You have to prepare a configuration file before you run the lineage harvester. The lineage harvester collects your MicroStrategy metadata and sends it to the Collibra Data Lineage server, where it is processed and analyzed. Collibra Data Intelligence Cloud then imports the MicroStrategy assets and relations to Data Catalog.

Prerequisites

Steps

  1. Run the following command line to start the lineage harvester:
    • Windows: .\bin\lineage-harvester.bat
    • For other operating systems: chmod +x bin/lineage-harvester and then bin/lineage-harvester
    An empty configuration file is created in the config folder.
  2. Open the lineage-harvester.conf file and enter the values for each property.
    PropertiesDescription
    general

    This section describes the connection information between the lineage harvester and Data Catalog.

    catalog

    This section contains information that is necessary to connect to Data Catalog.

    url

    The URL of your Collibra Data Intelligence Cloud environment.

    Note You can only enter the public URL of your Collibra DGC environment. Other URLs will not be accepted.

    username

    The username that you use to sign in to Collibra.

    useSharedDbModel

    Optional property to enable the sharing of metadata batches from multiple SQL data sources. Set this property to true, to help avoid potential analysis errors on the Collibra Data Lineage server.

    To use this property, you need lineage harvester 2022.07 or newer.

    If you set this property to true, you have to run the lineage harvester twice. Read the following details about the issue and solution.

    sources

    This section contains all MicroStrategy connection properties.

    type

    The kind of data source. In this case, the value has to be MicroStrategy.

    collibraSystemName

    This property is deprecated for MicroStrategy integration. The lineage harvester does not take into account any value that you enter here.

    id

    The unique ID of your MicroStrategy metadata. For example, my_microstrategy.

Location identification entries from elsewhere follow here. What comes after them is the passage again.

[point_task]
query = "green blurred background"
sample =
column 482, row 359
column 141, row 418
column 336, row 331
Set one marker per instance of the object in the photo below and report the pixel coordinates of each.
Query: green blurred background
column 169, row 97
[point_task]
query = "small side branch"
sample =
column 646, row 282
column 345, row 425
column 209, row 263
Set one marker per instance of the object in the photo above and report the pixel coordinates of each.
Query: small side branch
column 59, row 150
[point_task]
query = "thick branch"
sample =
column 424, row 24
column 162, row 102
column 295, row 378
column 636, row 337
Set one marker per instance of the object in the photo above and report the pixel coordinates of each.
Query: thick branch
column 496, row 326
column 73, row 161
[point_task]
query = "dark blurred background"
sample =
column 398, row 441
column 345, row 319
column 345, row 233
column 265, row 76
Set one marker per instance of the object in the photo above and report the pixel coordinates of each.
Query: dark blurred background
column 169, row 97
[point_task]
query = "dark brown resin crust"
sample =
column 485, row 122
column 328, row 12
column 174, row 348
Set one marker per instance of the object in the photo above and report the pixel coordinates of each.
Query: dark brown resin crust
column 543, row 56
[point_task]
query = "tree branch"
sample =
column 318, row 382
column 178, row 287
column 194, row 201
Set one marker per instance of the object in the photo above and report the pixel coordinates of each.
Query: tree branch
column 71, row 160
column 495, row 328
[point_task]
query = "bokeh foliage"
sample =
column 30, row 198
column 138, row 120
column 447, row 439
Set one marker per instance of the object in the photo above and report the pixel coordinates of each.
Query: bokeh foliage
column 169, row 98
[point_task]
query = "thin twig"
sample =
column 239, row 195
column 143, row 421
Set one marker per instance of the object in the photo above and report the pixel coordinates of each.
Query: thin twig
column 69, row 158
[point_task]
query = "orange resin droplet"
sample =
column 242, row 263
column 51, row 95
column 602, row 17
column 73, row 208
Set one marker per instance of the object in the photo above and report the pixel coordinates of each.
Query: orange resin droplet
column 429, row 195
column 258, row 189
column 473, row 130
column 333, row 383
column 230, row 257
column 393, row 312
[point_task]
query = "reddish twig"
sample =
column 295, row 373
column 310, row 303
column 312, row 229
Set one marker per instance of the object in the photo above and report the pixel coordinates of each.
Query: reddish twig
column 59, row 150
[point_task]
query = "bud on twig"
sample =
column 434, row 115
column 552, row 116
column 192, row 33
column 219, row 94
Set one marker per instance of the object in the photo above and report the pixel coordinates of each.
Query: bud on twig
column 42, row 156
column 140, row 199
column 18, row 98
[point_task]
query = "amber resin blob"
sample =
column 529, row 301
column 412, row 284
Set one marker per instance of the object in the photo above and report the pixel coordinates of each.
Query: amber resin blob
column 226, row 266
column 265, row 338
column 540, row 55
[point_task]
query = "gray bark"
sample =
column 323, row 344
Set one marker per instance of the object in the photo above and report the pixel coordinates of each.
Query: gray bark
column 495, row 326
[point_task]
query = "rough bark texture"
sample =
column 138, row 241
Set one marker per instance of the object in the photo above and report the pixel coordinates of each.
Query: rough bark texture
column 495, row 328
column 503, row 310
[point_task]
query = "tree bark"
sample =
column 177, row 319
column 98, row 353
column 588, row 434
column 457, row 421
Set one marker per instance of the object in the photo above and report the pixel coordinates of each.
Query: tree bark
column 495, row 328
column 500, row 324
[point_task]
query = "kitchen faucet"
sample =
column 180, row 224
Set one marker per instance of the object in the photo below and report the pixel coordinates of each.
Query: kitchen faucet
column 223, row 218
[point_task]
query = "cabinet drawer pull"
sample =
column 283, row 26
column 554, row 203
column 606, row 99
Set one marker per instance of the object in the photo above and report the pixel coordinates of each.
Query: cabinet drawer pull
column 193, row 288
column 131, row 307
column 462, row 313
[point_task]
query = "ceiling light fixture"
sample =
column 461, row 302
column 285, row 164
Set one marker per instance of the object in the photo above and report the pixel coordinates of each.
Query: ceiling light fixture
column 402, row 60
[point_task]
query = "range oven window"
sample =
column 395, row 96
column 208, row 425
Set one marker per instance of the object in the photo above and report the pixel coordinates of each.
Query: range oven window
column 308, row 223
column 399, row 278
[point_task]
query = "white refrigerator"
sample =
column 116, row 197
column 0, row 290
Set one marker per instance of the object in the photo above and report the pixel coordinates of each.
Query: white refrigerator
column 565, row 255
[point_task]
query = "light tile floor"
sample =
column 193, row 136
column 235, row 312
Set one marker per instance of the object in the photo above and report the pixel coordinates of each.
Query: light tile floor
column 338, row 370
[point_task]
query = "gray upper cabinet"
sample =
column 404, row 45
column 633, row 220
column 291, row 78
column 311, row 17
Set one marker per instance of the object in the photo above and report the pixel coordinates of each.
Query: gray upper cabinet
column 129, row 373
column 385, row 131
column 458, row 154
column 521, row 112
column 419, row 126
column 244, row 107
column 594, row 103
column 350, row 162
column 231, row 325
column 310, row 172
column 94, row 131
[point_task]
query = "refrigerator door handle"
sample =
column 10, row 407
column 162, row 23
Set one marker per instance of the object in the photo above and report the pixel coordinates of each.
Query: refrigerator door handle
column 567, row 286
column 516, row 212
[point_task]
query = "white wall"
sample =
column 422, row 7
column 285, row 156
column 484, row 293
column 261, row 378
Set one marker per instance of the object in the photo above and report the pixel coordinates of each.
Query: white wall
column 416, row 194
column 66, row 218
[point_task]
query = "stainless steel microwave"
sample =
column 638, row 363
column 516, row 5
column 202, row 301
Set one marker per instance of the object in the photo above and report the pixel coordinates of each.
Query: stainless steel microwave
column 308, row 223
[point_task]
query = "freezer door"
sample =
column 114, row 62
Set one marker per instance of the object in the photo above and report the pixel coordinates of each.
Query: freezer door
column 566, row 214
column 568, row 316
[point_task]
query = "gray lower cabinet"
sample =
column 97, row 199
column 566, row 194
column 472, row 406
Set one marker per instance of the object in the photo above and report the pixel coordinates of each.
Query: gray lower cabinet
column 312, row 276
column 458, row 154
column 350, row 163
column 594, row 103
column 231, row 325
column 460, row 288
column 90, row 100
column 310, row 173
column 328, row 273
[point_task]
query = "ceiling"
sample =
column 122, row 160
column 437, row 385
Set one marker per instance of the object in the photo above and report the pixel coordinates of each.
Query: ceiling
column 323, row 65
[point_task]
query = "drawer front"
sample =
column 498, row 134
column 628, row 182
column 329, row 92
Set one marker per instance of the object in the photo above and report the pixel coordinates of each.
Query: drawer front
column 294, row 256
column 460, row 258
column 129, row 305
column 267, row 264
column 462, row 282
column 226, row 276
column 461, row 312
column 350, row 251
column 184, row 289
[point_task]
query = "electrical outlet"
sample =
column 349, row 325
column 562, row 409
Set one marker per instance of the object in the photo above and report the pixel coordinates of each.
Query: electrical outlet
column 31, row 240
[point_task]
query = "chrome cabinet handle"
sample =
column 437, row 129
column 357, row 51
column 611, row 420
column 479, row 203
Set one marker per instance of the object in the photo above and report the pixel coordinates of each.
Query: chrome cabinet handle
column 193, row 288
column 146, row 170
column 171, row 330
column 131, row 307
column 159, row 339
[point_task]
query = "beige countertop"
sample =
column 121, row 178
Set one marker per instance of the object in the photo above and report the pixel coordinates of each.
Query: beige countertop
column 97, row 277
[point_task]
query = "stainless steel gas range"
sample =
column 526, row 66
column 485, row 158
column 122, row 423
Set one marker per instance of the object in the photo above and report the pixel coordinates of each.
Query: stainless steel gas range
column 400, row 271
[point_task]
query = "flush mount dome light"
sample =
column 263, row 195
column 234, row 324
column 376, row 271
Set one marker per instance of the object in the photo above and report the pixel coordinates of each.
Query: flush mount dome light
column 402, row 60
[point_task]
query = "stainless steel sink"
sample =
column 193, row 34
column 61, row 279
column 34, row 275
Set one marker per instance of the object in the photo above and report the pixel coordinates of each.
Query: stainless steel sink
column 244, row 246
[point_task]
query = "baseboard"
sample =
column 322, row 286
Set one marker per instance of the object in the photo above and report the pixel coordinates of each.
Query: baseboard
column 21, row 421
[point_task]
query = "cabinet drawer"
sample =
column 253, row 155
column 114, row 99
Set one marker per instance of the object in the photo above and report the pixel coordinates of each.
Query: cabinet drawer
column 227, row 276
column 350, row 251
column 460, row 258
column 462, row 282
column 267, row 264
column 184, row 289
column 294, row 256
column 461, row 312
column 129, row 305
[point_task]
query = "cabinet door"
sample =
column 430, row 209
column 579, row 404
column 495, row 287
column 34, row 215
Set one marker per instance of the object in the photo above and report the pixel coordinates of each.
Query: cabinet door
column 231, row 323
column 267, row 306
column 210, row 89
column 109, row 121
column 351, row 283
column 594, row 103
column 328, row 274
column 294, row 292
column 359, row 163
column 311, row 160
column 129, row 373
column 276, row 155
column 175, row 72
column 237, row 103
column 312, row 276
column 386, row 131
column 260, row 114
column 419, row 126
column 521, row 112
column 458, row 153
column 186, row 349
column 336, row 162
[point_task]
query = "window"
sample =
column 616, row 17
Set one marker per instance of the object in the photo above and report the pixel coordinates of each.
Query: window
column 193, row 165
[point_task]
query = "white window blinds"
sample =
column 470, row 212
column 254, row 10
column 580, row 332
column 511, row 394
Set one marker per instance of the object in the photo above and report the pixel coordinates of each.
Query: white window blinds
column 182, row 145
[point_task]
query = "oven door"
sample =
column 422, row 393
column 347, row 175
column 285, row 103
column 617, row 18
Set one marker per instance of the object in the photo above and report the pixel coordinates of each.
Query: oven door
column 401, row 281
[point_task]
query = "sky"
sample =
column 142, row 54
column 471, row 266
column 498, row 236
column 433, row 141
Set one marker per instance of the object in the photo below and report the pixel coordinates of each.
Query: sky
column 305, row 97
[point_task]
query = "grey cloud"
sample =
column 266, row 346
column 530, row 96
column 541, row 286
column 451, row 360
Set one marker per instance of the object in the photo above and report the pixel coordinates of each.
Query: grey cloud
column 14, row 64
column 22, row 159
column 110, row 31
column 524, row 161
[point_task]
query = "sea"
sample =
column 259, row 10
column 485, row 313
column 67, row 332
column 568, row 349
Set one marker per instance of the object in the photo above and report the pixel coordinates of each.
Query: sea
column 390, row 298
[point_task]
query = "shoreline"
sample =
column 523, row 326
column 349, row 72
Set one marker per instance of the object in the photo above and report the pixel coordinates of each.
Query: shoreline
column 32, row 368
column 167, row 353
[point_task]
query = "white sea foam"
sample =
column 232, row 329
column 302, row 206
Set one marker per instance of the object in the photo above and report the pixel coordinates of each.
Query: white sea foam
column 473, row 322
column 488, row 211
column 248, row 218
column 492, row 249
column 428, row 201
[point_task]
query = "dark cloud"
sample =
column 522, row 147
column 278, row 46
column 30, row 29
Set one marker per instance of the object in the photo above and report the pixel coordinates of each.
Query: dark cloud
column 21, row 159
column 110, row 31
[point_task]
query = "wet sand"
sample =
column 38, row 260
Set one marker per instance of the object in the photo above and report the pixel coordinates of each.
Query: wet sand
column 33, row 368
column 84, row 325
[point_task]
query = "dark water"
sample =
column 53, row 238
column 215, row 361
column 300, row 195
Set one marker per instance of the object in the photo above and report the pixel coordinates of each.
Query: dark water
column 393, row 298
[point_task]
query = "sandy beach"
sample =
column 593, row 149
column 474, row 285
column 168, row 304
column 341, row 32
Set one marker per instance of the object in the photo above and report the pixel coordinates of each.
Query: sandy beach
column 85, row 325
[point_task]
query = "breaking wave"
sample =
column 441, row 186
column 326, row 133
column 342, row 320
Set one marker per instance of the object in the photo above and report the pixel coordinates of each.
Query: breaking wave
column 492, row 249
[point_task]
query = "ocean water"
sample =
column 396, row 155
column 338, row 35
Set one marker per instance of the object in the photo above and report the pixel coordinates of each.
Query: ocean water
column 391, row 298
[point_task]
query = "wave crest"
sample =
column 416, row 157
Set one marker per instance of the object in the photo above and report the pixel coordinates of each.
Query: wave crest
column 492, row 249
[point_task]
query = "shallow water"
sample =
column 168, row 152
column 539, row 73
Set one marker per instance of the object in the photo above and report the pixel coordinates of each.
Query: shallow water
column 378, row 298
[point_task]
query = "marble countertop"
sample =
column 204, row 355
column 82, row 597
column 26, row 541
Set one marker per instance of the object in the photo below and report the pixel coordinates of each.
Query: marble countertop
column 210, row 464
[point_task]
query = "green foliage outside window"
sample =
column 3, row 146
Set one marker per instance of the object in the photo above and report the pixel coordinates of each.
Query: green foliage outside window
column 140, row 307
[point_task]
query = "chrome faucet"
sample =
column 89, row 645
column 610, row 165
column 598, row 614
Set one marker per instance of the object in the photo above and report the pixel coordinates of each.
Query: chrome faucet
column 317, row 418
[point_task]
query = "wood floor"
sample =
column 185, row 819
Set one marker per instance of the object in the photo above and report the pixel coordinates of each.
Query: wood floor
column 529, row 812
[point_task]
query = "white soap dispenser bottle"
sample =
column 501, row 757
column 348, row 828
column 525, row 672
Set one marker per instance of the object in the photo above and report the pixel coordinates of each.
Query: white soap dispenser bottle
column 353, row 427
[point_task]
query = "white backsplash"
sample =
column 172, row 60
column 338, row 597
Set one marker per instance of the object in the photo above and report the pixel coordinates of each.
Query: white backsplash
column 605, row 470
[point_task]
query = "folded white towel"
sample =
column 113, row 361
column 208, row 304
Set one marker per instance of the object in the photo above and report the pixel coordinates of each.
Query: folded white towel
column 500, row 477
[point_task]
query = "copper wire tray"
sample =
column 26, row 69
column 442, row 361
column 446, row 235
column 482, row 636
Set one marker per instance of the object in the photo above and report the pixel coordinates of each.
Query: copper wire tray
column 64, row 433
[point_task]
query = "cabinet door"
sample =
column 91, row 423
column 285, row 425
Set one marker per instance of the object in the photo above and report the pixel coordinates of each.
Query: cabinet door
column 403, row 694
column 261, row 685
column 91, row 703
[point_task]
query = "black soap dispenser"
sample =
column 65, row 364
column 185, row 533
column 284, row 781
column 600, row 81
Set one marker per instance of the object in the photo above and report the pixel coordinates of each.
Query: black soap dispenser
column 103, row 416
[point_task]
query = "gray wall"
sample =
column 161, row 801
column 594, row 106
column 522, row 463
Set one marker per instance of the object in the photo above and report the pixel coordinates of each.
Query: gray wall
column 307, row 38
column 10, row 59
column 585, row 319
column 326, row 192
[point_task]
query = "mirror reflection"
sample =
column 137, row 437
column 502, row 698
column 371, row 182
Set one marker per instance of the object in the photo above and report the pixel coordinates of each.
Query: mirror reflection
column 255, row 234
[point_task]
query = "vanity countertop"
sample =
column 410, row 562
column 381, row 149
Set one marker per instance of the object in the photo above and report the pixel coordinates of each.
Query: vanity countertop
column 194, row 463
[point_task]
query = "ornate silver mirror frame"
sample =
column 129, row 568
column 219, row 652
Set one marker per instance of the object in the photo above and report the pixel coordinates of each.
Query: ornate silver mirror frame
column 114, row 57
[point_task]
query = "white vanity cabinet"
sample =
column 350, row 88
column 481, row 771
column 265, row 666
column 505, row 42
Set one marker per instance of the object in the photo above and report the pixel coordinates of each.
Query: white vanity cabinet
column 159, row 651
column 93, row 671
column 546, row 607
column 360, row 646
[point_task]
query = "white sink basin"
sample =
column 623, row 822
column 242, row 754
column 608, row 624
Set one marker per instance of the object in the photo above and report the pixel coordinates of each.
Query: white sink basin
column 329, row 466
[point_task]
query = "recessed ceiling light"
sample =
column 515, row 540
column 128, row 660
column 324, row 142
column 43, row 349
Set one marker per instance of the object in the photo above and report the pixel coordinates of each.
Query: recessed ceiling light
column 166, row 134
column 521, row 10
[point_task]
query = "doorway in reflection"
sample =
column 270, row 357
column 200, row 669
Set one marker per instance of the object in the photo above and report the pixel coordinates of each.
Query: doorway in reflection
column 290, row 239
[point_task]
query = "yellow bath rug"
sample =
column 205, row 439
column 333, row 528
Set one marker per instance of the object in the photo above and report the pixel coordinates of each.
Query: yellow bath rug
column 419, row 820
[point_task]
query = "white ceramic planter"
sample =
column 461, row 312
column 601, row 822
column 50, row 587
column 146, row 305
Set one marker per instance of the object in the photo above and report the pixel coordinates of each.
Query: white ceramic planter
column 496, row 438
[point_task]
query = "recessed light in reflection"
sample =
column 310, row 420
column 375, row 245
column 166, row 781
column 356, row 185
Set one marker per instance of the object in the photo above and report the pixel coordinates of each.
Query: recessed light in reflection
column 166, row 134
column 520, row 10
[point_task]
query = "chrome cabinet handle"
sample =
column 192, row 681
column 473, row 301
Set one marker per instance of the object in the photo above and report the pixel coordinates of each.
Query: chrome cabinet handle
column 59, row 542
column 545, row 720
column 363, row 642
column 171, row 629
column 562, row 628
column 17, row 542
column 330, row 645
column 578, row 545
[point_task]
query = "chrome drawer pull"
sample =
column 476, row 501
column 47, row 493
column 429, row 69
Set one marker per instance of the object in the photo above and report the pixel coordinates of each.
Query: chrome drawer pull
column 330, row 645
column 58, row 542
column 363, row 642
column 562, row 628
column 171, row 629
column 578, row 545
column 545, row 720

    Warning In the sources section of your lineage harvester configuration file, you can only specify one id property per MicroStrategy Intelligence Server. If you have multiple id properties for a single MicroStrategy Intelligence Server, ingestion will fail. If you have multiple id properties in the configuration file, it means you intend to ingest from multiple unique MicroStrategy Intelligence Servers.

    Tip This value can be anything as long as it is unique and human readable. The ID identifies the batch of MicroStrategy metadata on the Collibra Data Lineage server.

    domainId

    The unique reference ID of the domain in Collibra Data Intelligence Cloud in which you want to ingest the MicroStrategy assets.

    username
    The username that you use to sign in to MicroStrategy.
    hostname

    The endpoint that you use to access the PostgreSQL repository or remote data source, depending on where you installed the lineage harvester.

    For example remote.postgres.com.

    port
    The port number.
    databaseName

    Optionally, the name of your database. For example poc_metadata.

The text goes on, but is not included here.